2. The pet food composition of claim 1, wherein the
epigallocatechin gallate is in an amount of 0.02 mg to 2.9 mg.
3. The pet food composition of claim 1 or claim 2, wherein the EPA
is in an amount of 6 mg to 900 mg.
4. The pet food composition of any preceding claim, wherein the
luteolin is in an amount of 0.0003 mg to 0.1 mg.

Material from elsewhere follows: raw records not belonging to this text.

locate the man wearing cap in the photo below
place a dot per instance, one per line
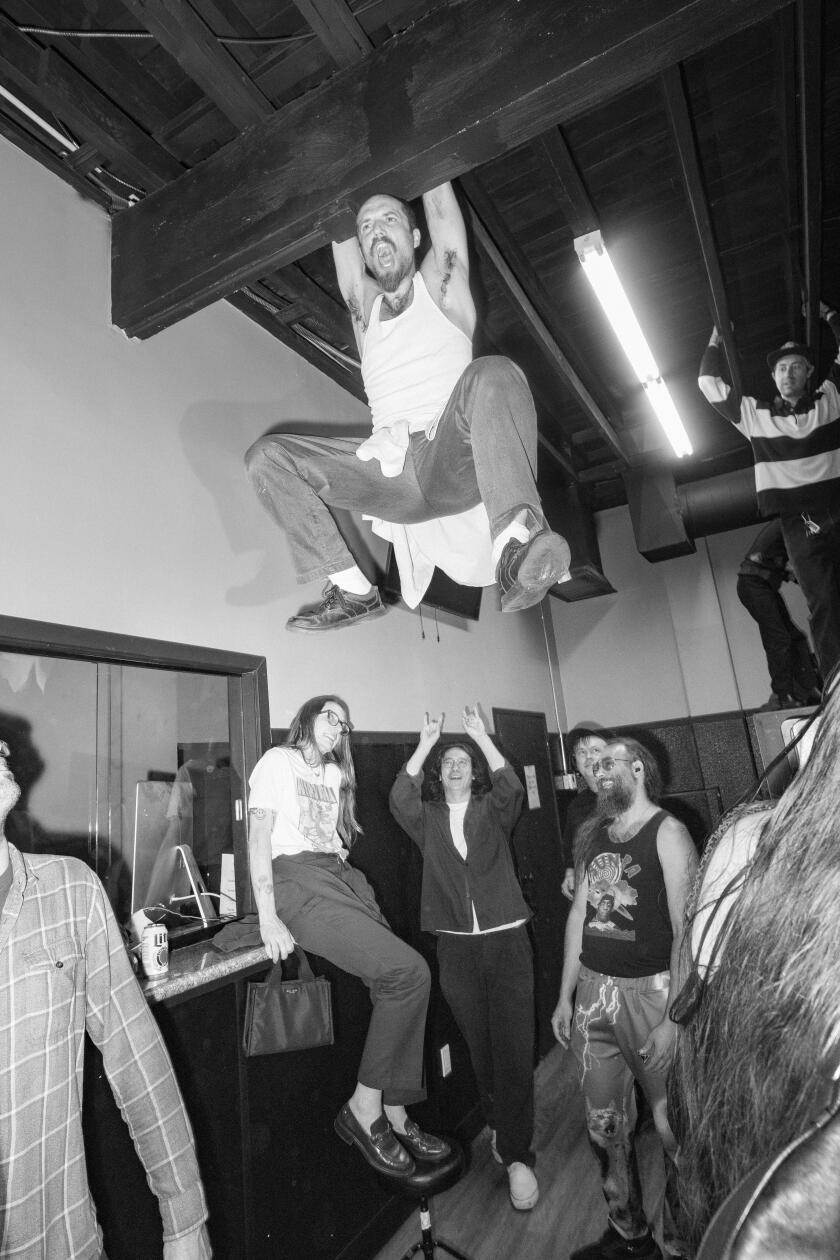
(795, 439)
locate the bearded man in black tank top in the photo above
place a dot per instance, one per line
(622, 945)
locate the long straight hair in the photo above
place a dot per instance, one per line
(761, 1036)
(301, 736)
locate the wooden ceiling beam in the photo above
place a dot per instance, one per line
(530, 299)
(785, 95)
(285, 68)
(686, 151)
(809, 28)
(556, 159)
(189, 40)
(59, 88)
(273, 324)
(297, 286)
(341, 34)
(407, 117)
(20, 136)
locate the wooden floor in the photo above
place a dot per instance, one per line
(476, 1217)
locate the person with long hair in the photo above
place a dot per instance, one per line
(472, 902)
(302, 822)
(584, 745)
(760, 1013)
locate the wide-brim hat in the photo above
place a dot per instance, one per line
(805, 352)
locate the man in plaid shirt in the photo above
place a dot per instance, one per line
(64, 970)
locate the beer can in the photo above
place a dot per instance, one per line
(154, 950)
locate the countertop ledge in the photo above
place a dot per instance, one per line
(197, 967)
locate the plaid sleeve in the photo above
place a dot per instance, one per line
(140, 1072)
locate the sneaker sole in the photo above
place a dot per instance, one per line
(545, 563)
(336, 625)
(524, 1205)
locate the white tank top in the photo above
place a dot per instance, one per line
(411, 363)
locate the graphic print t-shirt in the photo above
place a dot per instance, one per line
(304, 799)
(627, 929)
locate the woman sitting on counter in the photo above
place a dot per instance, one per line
(302, 824)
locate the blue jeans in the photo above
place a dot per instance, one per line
(484, 451)
(815, 558)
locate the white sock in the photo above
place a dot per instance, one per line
(513, 531)
(351, 580)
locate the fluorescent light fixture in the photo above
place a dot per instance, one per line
(69, 145)
(610, 292)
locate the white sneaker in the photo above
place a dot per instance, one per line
(494, 1149)
(523, 1186)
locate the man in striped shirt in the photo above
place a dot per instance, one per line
(795, 439)
(64, 970)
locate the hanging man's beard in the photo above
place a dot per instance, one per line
(389, 279)
(615, 800)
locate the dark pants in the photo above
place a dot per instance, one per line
(812, 542)
(489, 984)
(329, 907)
(788, 657)
(484, 451)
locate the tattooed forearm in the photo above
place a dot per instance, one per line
(357, 314)
(450, 260)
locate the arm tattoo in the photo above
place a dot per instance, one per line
(357, 314)
(448, 258)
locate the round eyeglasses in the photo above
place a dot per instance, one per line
(606, 764)
(334, 720)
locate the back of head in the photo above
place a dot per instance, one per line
(751, 1061)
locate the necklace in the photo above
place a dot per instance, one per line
(315, 766)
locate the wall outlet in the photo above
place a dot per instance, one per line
(566, 783)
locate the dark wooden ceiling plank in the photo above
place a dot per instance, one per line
(85, 159)
(59, 88)
(567, 185)
(23, 139)
(339, 30)
(683, 132)
(540, 332)
(809, 25)
(278, 72)
(525, 290)
(785, 102)
(189, 40)
(346, 378)
(112, 64)
(296, 285)
(406, 119)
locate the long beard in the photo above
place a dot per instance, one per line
(391, 279)
(613, 800)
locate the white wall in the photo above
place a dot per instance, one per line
(125, 504)
(673, 640)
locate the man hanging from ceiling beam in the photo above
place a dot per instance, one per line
(448, 471)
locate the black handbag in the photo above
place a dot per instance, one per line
(289, 1014)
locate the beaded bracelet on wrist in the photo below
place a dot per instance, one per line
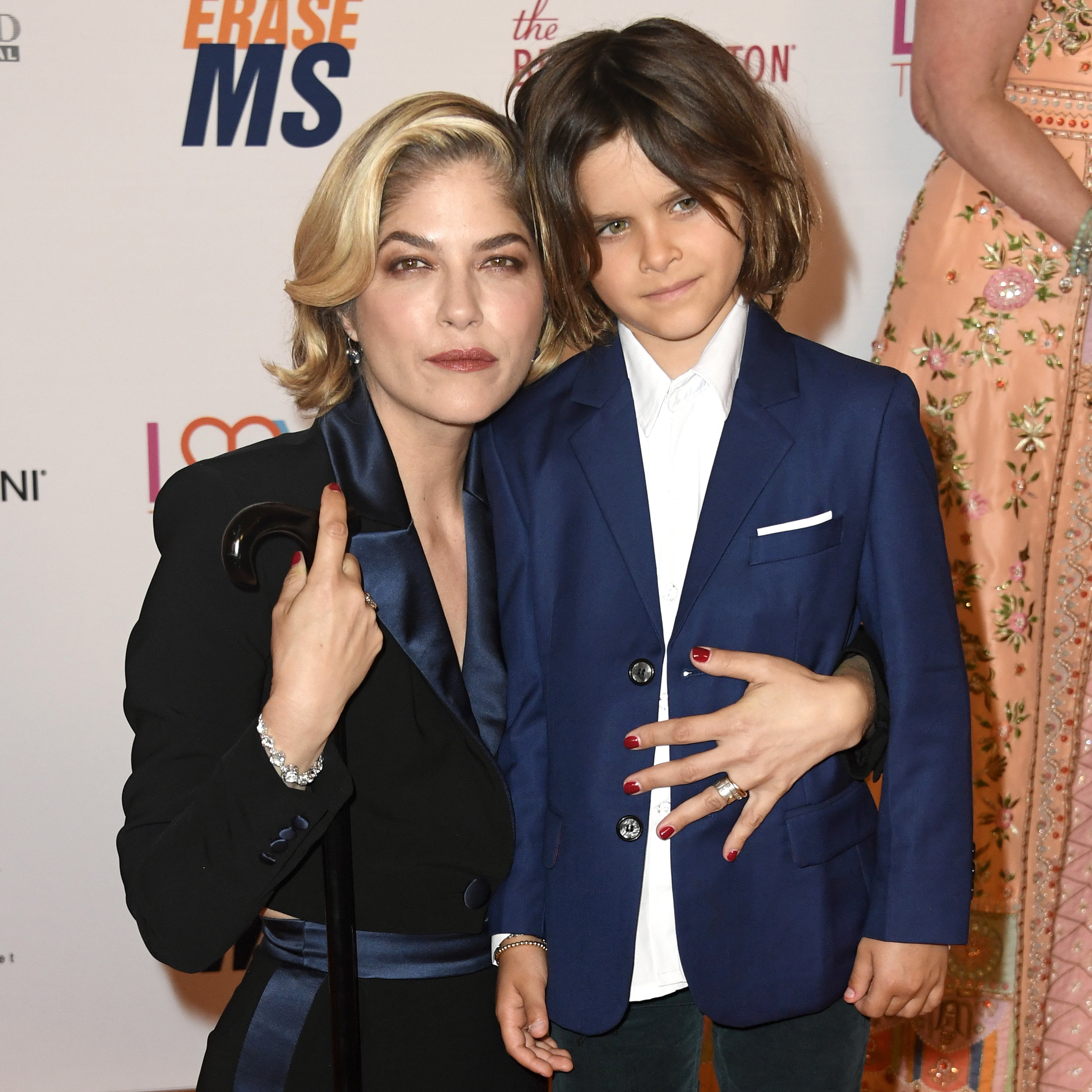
(1081, 254)
(518, 944)
(290, 775)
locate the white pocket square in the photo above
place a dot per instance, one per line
(776, 529)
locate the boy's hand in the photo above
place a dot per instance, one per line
(788, 721)
(894, 980)
(521, 1012)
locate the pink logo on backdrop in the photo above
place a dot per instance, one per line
(539, 29)
(904, 41)
(231, 436)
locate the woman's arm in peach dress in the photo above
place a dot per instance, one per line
(964, 51)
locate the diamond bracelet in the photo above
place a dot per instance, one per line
(290, 775)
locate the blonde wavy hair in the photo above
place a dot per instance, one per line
(339, 235)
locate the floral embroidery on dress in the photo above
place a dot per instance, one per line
(1065, 22)
(990, 208)
(952, 465)
(1024, 269)
(1001, 820)
(935, 353)
(1047, 342)
(1031, 428)
(1015, 622)
(1020, 491)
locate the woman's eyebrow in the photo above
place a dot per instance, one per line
(503, 241)
(413, 241)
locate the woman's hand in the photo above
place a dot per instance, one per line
(788, 721)
(895, 980)
(521, 1012)
(325, 640)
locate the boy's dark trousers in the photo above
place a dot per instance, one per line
(658, 1049)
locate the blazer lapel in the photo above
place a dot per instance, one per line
(753, 445)
(484, 673)
(609, 450)
(393, 563)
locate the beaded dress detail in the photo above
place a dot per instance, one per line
(984, 321)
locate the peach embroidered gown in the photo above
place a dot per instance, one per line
(981, 318)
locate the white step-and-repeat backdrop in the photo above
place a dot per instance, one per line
(147, 219)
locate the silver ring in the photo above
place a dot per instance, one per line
(730, 791)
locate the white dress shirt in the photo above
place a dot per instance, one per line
(680, 423)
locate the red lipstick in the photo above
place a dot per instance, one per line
(464, 360)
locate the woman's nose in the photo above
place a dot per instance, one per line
(459, 304)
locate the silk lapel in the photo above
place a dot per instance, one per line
(609, 449)
(484, 673)
(753, 445)
(393, 563)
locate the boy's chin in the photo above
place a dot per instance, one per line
(678, 328)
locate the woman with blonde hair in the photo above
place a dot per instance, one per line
(420, 306)
(420, 310)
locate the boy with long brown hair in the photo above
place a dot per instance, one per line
(698, 480)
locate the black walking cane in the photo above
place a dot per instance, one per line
(239, 550)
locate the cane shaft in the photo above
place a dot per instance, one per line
(341, 944)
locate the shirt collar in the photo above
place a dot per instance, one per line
(718, 369)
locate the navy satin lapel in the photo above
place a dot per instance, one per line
(484, 672)
(753, 445)
(609, 449)
(393, 563)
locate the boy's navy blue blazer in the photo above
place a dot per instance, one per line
(774, 934)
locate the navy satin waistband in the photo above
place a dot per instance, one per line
(381, 955)
(301, 948)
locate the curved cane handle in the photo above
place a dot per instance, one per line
(257, 523)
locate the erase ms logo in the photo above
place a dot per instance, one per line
(241, 54)
(199, 442)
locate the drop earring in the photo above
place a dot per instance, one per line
(353, 352)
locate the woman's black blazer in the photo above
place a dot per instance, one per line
(212, 835)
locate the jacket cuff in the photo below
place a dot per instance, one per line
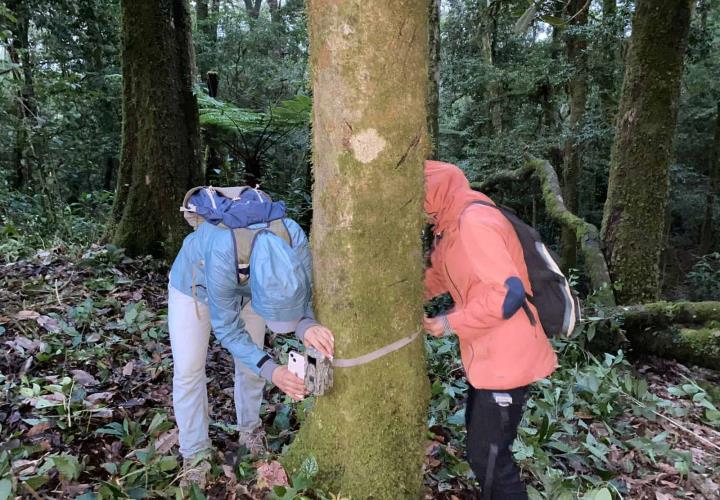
(447, 329)
(303, 326)
(267, 369)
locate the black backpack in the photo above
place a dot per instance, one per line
(556, 303)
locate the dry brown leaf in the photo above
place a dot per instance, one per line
(83, 378)
(271, 474)
(38, 429)
(52, 325)
(166, 441)
(25, 467)
(100, 396)
(26, 315)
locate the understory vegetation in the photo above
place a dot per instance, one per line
(86, 410)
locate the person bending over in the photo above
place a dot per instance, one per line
(477, 257)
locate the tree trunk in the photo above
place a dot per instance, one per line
(274, 6)
(488, 33)
(369, 60)
(19, 52)
(253, 8)
(576, 45)
(160, 150)
(634, 215)
(685, 331)
(610, 58)
(586, 235)
(213, 158)
(434, 77)
(708, 232)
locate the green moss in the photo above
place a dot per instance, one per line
(634, 215)
(368, 433)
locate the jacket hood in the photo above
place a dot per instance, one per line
(250, 207)
(279, 282)
(447, 194)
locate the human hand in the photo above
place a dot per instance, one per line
(320, 338)
(289, 383)
(434, 326)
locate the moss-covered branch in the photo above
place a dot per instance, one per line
(665, 314)
(686, 331)
(587, 234)
(504, 176)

5. The pet food composition of any preceding claim, wherein the
animal is a dog.
6. The pet food composition of any preceding claim further
comprising: 0-90% by weight carbohydrate; 5-70% by weight protein;
2-50% by weight fat; 0.1-20% by weight total dietary fiber; and
0-15% by weight vitamins and minerals.
7. A method of inducing a satiety response comprising feeding the
animal an effective amount of the pet food composition of any one
of claims 1-6.
8. The method of claim 7, wherein the epigallocatechin gallate is
in an amount of 0.02 mg to 2.9 mg.
9. The method of claim 7 or claim 8, wherein the EPA is in an
amount of 6 mg to 900 mg.
10. The method of any one of claims 7-9, wherein the luteolin is in
an amount of 0.0003 mg to 0.1 mg.
11. The method of any one of claims 7-10, wherein the animal is a
dog.
12. The method of any one of claims 7-11, wherein the pet food
composition further comprises: 0-90% by weight carbohydrate; 5-70%
by weight protein; 2-50% by weight fat; 0.1-20% by weight total
dietary fiber; and 0-15% by weight vitamins and minerals.
13. The method of any one of claims 7-12 wherein the pet food
composition is formulated to deliver the nutritional requirements
of an animal in the size and age class appropriate to the
animal.
14. A method of controlling the amount of food intake of an animal
comprising feeding the animal a pet food composition of any one of
claims 1-6 wherein the satiety inducing agents are present such
that the animal stops feeding when the appropriate nutritional
content is consumed.
15. The method of claim 14, wherein the epigallocatechin gallate is
in an amount of 0.02 mg to 2.9 mg.
16. The method of claim 14 or claim 15, wherein the EPA is in an
amount of 6 mg to 900 mg.
17. The method of any one of claims 14-16, wherein the luteolin is
in an amount of 0.0003 mg to 0.1 mg.
18. The method of any one of claims 14-17, wherein the animal is a
dog.
19. The method of any one of claims 14-18, wherein the pet food
composition further comprises: 0-90% by weight carbohydrate; 5-70%
by weight protein; 2-50% by weight fat; 0.1-20% by weight total
dietary fiber; and 0-15% by weight vitamins and minerals.
20. The method of any one of claims 14-19 wherein the pet food
composition is formulated to deliver the nutritional requirements
of an animal in the size and age class appropriate to the
animal.
21. Use of an agent selected from epigallocatechin gallate, EPA and
luteolin, and combinations thereof, to control the amount of food
intake of an animal.
Description
FIELD OF THE INVENTION
[0001] The present invention relates to the dietary control of
appetite in animals, particularly companion animals, such as dogs.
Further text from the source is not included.